Model Version ROUGE-L (vs. Reference) Expert Rating (Avg.) Downstream AUC (DR Detection)
Without DPO 0.44 4.1/5 0.90
With DPO (Final) 0.49 4.6/5 0.94
Improvement +0.05 +0.5 +0.04

Impact of Quantization on Stage 2

To evaluate the effect of 4-bit quantization on diagnostic performance, we compared the full-precision model with the quantized version:

Model Version Size Inference Latency (A100 GPU) AUC-ROC (Avg. across tasks)
Full Precision (BF16) ~23 GB ~290 ms 0.934
Quantized (4-bit) ~6.5 GB ~145 ms 0.926
Impact ~72% reduction ~50% reduction -0.008

Clinical Validation

Beyond laboratory metrics, Apolo underwent a prospective pilot study in a clinical setting with 120 cases, demonstrating:

  • Mean time-to-report reduced by 18% when using Apolo as an assistant
  • No critical misses compared to senior radiologist ground truth
  • Positive feedback on explanation quality from clinical users (mean rating 4.6/5)

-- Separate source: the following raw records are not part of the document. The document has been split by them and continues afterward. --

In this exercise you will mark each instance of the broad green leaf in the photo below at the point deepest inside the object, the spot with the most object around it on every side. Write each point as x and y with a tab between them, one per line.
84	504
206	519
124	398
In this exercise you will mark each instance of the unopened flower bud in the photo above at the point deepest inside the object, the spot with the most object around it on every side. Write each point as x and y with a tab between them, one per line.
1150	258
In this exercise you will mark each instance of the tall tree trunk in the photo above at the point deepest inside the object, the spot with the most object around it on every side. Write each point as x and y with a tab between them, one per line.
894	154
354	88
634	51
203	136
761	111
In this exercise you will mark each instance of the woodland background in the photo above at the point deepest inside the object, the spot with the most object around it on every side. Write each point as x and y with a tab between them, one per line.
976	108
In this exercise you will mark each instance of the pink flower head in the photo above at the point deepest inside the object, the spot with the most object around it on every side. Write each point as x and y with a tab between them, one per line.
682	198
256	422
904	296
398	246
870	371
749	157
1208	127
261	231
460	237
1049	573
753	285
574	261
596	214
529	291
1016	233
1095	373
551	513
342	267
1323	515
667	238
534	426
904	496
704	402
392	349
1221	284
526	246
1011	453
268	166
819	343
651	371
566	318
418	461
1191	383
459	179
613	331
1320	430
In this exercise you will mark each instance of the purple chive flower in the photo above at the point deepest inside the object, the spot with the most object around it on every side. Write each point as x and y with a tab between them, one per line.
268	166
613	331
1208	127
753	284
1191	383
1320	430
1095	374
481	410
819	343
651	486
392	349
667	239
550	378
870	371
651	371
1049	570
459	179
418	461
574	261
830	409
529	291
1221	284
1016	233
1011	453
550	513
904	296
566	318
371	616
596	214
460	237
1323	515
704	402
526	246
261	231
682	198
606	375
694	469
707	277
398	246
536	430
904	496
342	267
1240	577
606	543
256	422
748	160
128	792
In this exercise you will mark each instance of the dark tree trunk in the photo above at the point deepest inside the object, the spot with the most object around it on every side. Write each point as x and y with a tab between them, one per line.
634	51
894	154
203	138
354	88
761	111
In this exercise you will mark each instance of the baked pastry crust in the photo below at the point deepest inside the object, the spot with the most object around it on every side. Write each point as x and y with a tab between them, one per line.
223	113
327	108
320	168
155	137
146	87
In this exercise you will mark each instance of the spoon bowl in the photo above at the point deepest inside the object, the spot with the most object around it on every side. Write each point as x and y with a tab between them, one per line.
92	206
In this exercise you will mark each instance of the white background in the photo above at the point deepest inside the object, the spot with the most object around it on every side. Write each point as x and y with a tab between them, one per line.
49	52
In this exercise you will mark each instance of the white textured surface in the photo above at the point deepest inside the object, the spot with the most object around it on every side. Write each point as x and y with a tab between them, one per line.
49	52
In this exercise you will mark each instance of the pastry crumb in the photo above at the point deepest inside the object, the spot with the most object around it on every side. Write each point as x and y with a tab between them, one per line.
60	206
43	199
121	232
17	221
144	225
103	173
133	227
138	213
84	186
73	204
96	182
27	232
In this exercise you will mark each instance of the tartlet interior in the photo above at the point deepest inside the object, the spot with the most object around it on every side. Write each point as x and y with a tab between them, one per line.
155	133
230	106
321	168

A larger multisite clinical validation study is currently underway, with preliminary results expected in Q3 2025.

Conclusion

Apolo demonstrates that a decoupled, privacy-preserving approach to medical image analysis can achieve high performance while providing multiple levels of explainability. The approach enables local deployment of the diagnostic component with minimal performance impact through quantization, making it practical for real-world clinical deployment.

Future work will focus on expanding the range of supported modalities, enhancing the fine-tuning process, and conducting larger-scale clinical validation studies.